A new article from financial services giant WTW has taken an in-depth look at Germany’s proposed pensions reforms, saying that the current draft act is ‘notable’ for the areas not covered by the proposed legislation.
Writing on the firm’s website, Dr Michael Karst, head of funding vehicles retirement in Germany, and Hanne Borst, managing director and head of retirement for Germany and Austria, wrote that attention is needed by workplaces on what could eventually be put in place.
The act, which is currently out for consideration between the various government ministries, is set to be adopted by the cabinet at the end of month before being sent to parliament.
Karst and Borst wrote: “The draft act is also notable for the topics that are absent, such as measures to promote conventional company retirement plans. Employers should monitor the legislative process and prepare to review their occupational pension and deferred compensation policies.”
There are, the two write, several things covered under the draft act that would impact on current pension provision.
These include:
1) The allowing of third-party companies, not bound by relevant collective agreements, to participate on the basis of a specific collective agreement in “pure” defined contribution retirement plans arranged under the Sozialpartnermodell. This would also be subject to the approval of the collective partnering bodies that manage the same model. Third parties could also be required to contribute towards costs.
2) The permitting of employers to establish deferred compensation plans in which to automatically enrol employees, with an employer matching contribution of at least 20 per cent.
3) The allowing of occupation plans to pay out benefits early for claimants who are receiving a partial state retirement pension. Currently, occupational pension plan benefits may only be paid if the claimant is receiving a full state pension.
4) Increasing the government subsidy of pension contributions for low-paid employees in occupational retirement plans.
5) Allowing pension funds to underfinance their liabilities temporarily by up to 10 per cent, subject to requirements.
6) Permitting pension funds to pay out benefits in installments.
At the end of June, WTW released an initial assessment of the proposed legislative changes. It is, along with Deloitte, one of the firms who have been forthright in assessing and critiquing the proposals.
WTW said at that point: “As expected, it is amending legislation that only addresses a few important points. The improvements to the social partner model are positive, facilitating the wider use of this instrument in practice.”
WTW was broadly supportive of the improvements in low-income support, saying that they were an important step towards improvement and deserve recognition.
It added: “The changes in this area have the potential to once again bring a clear push towards this element of promoting precisely those employees, which was introduced for the first time by the BRSG, for whom deferred compensation is often not financially possible.”
WTW also praised the continued model of private and state pensions working together.

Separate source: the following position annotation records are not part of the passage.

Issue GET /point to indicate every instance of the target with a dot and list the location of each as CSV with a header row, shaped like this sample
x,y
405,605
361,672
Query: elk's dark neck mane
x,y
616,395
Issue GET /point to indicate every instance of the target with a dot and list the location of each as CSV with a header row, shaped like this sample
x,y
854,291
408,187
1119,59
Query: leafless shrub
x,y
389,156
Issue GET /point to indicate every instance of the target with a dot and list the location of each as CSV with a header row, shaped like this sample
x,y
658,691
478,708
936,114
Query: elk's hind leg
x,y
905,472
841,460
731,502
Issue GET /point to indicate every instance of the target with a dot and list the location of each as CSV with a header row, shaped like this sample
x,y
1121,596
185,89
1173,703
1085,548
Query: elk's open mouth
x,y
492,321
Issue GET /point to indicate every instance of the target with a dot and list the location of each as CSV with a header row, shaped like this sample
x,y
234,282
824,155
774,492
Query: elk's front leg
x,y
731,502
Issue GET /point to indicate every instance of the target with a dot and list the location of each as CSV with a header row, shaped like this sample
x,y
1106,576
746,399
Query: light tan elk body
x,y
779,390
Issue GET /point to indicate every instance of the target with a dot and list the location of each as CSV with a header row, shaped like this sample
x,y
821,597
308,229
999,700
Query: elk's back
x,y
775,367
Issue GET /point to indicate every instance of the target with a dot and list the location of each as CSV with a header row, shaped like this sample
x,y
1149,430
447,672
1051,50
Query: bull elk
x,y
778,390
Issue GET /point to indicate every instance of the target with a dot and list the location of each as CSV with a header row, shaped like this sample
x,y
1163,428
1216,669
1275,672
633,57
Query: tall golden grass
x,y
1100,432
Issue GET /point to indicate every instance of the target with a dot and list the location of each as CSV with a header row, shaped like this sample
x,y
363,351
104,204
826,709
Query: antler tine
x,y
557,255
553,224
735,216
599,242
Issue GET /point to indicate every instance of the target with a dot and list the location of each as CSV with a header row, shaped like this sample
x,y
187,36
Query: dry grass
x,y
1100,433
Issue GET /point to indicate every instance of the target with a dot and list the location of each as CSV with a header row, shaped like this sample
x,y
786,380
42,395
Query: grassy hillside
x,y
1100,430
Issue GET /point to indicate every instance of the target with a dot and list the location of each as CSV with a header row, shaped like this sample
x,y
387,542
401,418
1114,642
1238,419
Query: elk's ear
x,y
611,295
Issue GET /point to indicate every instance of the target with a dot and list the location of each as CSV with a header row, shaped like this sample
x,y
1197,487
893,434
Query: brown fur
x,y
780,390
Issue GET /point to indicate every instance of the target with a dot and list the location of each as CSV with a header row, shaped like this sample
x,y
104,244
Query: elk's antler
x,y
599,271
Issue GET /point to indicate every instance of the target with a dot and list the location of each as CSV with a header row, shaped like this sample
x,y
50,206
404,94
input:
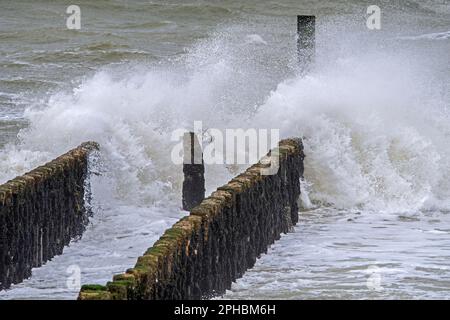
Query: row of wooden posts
x,y
193,166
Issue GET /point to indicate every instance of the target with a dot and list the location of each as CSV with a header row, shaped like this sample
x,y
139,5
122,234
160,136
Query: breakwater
x,y
41,212
204,252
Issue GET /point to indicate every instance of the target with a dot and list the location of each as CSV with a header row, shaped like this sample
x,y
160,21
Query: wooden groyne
x,y
40,212
204,252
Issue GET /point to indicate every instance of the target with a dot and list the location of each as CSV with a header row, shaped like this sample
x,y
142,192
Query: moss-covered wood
x,y
40,212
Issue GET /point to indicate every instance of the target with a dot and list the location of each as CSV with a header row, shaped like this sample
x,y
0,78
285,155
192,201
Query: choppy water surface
x,y
373,114
354,255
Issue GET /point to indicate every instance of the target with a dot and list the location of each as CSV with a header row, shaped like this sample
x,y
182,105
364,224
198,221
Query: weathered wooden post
x,y
194,172
306,38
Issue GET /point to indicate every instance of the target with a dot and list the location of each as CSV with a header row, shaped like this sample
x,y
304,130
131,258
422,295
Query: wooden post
x,y
194,172
306,38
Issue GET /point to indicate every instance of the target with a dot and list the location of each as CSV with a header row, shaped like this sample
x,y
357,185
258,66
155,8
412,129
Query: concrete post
x,y
194,172
306,29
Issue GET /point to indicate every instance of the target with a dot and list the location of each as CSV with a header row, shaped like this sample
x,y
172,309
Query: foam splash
x,y
375,126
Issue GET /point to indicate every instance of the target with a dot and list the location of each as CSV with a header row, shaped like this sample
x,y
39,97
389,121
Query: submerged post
x,y
306,30
194,172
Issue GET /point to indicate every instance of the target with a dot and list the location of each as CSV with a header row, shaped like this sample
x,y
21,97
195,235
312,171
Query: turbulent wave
x,y
375,124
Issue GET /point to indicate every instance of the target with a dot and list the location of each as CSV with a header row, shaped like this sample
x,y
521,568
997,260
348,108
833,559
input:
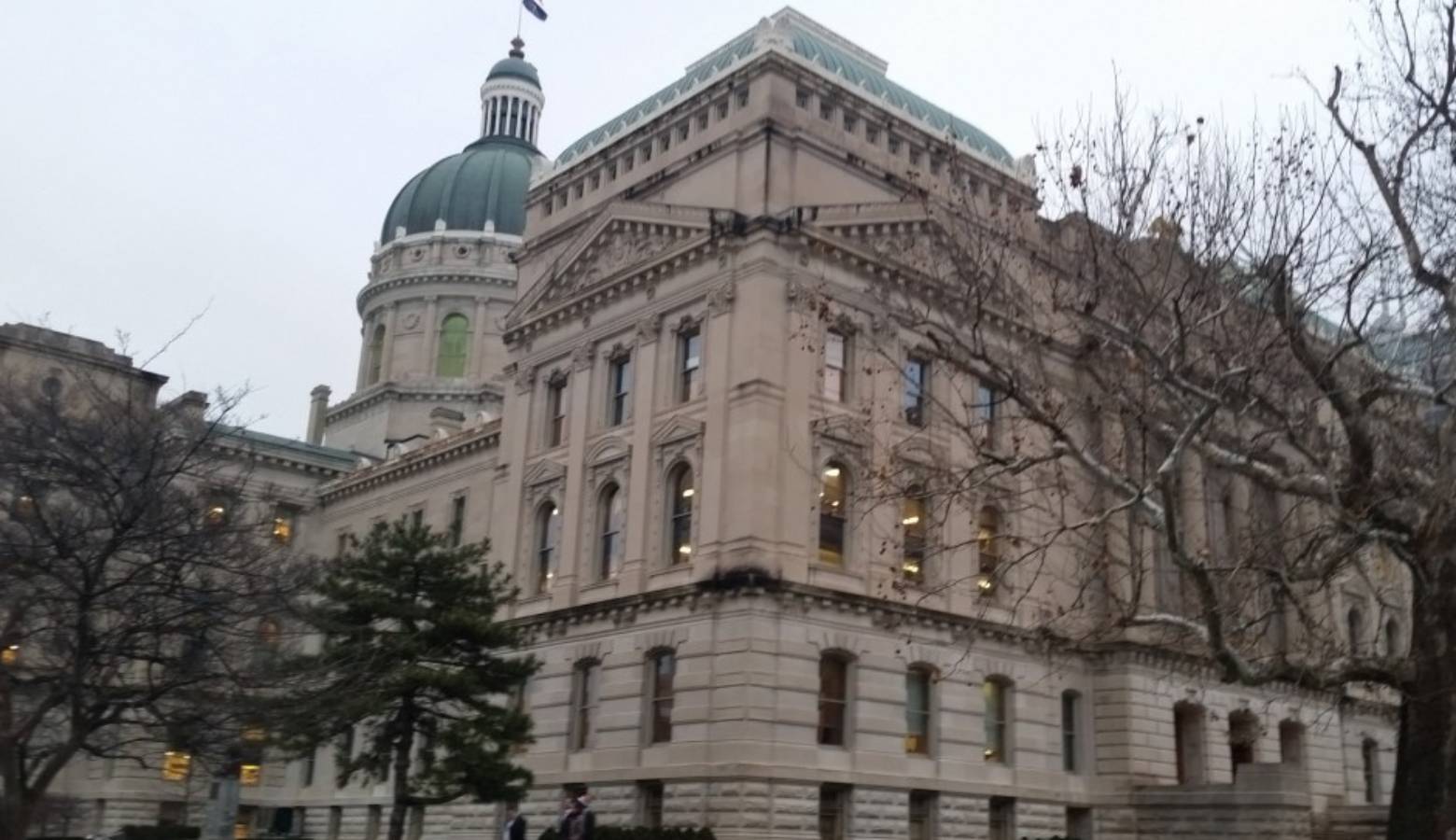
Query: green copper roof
x,y
514,67
814,44
483,182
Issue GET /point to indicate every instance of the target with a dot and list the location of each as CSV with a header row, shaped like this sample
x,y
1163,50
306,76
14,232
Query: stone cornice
x,y
891,616
390,390
428,455
427,277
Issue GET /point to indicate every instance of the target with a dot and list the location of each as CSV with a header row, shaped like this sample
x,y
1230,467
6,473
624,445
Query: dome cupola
x,y
483,187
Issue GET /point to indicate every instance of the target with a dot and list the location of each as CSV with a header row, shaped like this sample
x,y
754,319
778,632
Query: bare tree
x,y
1216,392
134,565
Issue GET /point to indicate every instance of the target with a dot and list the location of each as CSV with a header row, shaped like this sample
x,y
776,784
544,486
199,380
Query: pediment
x,y
543,472
626,239
676,428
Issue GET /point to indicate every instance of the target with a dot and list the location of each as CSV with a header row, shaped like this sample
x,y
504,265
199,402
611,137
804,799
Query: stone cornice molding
x,y
473,440
397,392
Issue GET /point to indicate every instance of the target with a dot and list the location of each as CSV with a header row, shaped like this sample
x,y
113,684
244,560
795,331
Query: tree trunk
x,y
403,746
1422,805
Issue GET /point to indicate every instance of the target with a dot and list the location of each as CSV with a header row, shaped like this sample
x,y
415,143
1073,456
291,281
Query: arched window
x,y
376,354
1071,712
455,345
917,710
611,512
996,692
548,530
1370,767
663,667
1244,737
913,514
1292,743
582,702
1188,743
680,515
833,510
833,699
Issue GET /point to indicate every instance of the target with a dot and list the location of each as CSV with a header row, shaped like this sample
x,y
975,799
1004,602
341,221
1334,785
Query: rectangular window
x,y
584,704
833,699
286,522
917,376
833,811
619,386
986,410
555,413
1069,731
689,364
651,796
456,519
917,712
834,366
665,668
1079,824
1002,819
922,816
995,694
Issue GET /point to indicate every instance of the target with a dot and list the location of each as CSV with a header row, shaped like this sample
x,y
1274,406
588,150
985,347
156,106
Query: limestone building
x,y
606,364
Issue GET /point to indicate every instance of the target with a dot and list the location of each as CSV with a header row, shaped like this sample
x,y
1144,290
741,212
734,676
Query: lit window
x,y
913,514
455,345
582,702
1071,707
995,692
834,366
917,376
1370,770
176,764
833,502
376,354
555,413
548,530
611,511
987,549
689,364
665,667
917,710
833,699
284,522
680,540
619,385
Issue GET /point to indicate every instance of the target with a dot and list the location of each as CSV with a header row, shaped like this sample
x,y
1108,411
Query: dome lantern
x,y
511,98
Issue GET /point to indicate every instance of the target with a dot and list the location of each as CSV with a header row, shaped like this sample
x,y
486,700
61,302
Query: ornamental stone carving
x,y
720,301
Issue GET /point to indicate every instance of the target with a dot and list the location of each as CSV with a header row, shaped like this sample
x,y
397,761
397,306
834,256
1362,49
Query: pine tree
x,y
415,660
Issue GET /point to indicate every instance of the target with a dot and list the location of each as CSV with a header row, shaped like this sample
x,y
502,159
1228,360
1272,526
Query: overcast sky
x,y
168,159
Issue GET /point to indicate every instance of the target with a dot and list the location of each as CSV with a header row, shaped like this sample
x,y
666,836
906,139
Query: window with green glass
x,y
455,345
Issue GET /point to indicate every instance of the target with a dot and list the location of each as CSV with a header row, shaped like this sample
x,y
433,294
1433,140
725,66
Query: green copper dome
x,y
514,67
483,182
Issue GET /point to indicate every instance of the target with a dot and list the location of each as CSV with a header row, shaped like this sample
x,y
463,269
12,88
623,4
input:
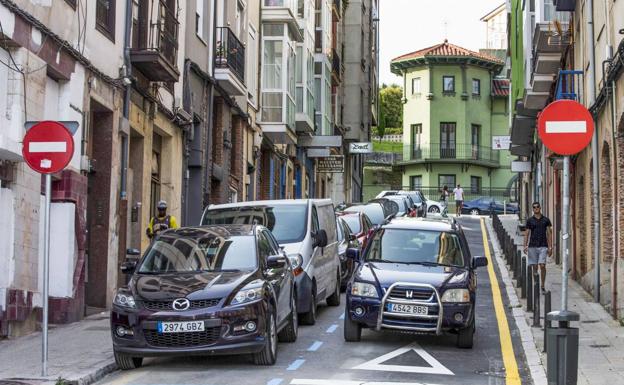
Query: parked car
x,y
203,291
360,226
374,211
416,275
417,197
487,205
306,228
346,241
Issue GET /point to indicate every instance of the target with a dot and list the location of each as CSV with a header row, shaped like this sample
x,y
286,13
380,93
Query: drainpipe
x,y
591,96
614,163
126,105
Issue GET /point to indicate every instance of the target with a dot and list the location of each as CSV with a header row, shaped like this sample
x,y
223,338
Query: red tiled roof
x,y
446,49
500,87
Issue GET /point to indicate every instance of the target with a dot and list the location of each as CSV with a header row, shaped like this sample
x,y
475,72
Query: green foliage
x,y
391,105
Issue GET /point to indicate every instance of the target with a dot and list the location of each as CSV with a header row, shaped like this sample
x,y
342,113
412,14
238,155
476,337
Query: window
x,y
199,19
416,140
448,83
415,86
475,185
446,180
447,140
105,17
476,87
416,182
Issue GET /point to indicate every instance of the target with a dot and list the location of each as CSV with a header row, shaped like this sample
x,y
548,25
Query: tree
x,y
391,105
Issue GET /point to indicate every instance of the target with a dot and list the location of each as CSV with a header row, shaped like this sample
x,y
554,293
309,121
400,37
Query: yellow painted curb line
x,y
509,358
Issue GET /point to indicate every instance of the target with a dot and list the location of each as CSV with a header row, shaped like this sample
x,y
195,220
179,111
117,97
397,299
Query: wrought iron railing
x,y
230,52
450,151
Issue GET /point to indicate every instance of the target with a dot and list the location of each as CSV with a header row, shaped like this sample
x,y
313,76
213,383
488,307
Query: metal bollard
x,y
522,280
529,288
536,300
547,323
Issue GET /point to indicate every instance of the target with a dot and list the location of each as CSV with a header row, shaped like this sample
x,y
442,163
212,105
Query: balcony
x,y
156,55
459,153
230,62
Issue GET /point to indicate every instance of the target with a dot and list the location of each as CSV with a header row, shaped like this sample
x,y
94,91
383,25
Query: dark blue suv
x,y
416,275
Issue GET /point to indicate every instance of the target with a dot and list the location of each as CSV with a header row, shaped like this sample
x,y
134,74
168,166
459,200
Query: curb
x,y
533,357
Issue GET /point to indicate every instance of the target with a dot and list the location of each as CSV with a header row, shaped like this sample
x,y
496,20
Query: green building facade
x,y
455,105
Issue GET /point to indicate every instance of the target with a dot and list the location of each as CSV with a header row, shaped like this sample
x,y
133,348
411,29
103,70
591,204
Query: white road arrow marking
x,y
47,147
566,127
435,366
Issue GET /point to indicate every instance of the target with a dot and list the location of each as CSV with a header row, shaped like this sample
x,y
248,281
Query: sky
x,y
409,25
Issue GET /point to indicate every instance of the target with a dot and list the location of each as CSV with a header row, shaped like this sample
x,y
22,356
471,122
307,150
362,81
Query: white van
x,y
306,229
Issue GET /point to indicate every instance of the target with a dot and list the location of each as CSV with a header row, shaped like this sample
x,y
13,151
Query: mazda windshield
x,y
175,254
416,247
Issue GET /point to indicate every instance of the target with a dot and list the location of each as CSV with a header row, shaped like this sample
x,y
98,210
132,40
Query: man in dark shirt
x,y
538,241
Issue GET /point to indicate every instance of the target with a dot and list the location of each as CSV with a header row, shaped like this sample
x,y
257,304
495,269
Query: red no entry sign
x,y
565,127
48,147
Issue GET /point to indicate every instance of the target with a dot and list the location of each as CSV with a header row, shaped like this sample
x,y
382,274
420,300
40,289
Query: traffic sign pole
x,y
46,273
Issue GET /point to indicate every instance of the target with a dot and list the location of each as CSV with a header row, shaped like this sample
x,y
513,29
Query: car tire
x,y
352,330
465,337
289,332
309,318
334,299
125,362
268,355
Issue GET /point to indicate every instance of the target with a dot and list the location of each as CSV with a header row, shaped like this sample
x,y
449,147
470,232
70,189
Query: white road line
x,y
435,367
47,147
301,381
566,127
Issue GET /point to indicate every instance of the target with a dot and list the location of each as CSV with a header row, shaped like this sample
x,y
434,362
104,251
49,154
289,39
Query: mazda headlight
x,y
247,295
362,289
456,295
124,300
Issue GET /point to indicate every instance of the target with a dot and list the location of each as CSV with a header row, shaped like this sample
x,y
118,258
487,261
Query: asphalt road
x,y
322,357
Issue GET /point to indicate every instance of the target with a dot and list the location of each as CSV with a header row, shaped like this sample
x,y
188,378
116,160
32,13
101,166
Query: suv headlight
x,y
456,295
362,289
124,300
247,295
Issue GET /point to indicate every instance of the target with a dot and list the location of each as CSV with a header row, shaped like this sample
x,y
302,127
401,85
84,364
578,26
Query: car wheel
x,y
309,318
334,299
352,330
125,362
465,336
268,355
289,333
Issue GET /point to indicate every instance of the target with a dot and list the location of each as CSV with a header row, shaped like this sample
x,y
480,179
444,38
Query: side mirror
x,y
479,261
128,267
320,238
353,254
276,261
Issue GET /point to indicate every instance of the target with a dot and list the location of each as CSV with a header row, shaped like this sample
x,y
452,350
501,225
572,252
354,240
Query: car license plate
x,y
180,327
408,309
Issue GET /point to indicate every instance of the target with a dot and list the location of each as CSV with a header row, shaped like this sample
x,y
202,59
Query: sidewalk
x,y
79,353
601,342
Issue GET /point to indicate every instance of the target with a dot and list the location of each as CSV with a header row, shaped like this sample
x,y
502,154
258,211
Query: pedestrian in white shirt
x,y
459,199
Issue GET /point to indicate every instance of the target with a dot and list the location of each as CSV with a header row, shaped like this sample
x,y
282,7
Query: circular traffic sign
x,y
565,127
48,147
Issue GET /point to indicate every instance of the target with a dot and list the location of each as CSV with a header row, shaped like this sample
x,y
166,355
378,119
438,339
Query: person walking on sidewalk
x,y
538,242
459,199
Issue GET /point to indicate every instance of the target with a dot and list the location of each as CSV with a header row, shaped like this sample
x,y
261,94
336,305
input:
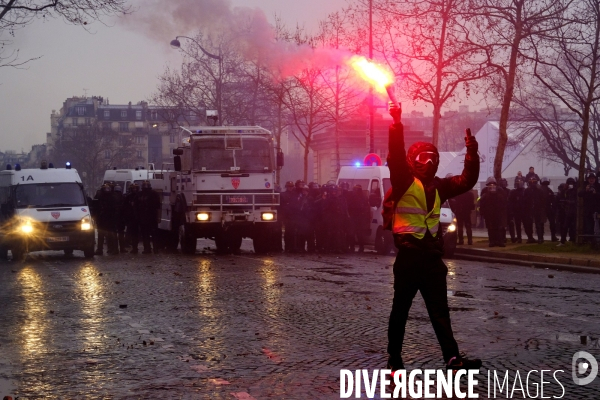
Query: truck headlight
x,y
267,216
86,224
26,227
203,216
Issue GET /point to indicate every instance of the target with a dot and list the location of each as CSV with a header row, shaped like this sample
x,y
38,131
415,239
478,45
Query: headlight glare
x,y
203,216
86,224
26,228
267,216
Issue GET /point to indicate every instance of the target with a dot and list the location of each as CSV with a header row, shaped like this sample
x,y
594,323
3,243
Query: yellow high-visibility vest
x,y
411,215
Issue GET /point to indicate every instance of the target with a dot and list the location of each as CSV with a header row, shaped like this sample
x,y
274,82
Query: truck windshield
x,y
49,195
248,154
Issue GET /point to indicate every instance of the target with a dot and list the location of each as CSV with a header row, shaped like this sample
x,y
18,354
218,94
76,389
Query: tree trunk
x,y
506,101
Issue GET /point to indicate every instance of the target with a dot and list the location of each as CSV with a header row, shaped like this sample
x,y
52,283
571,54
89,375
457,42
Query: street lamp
x,y
176,44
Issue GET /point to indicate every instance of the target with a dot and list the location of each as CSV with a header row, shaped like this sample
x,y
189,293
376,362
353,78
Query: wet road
x,y
246,326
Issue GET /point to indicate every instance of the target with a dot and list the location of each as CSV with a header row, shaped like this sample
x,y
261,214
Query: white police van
x,y
44,209
375,182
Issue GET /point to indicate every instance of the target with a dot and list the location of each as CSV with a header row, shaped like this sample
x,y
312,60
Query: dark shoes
x,y
460,363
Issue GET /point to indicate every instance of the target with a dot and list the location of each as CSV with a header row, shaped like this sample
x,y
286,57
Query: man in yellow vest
x,y
412,211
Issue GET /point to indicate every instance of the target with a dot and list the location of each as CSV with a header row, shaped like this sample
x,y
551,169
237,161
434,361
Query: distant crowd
x,y
527,207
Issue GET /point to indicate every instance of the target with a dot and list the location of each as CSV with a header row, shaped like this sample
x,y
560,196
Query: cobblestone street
x,y
224,327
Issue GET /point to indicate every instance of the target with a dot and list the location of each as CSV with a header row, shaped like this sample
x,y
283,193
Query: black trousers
x,y
419,271
464,221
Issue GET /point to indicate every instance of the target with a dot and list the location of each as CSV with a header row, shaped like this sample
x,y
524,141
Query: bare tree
x,y
429,47
17,14
335,32
506,31
308,108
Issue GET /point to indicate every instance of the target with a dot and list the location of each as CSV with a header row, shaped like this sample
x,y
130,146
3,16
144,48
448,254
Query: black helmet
x,y
490,181
518,184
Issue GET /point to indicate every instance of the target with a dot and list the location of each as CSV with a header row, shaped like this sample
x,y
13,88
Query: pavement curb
x,y
557,263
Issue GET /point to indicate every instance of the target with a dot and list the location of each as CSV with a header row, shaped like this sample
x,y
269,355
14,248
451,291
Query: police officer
x,y
412,209
567,200
550,207
105,218
591,197
535,211
131,220
147,205
314,193
120,219
516,210
360,218
493,209
287,206
335,212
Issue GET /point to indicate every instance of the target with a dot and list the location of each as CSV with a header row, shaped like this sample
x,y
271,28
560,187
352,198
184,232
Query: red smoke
x,y
248,29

It concluded: “Finally, a central fundamental decision should be emphasized: the legislator continues to pursue the principle of voluntariness for company pension schemes and not an obligation – in view of the discussion around the BRSG in 2017 and despite the stagnating spread of company pension schemes since then, this is a remarkable offer to companies to once again take the spread of company pension schemes into their own hands on the newly created basis.”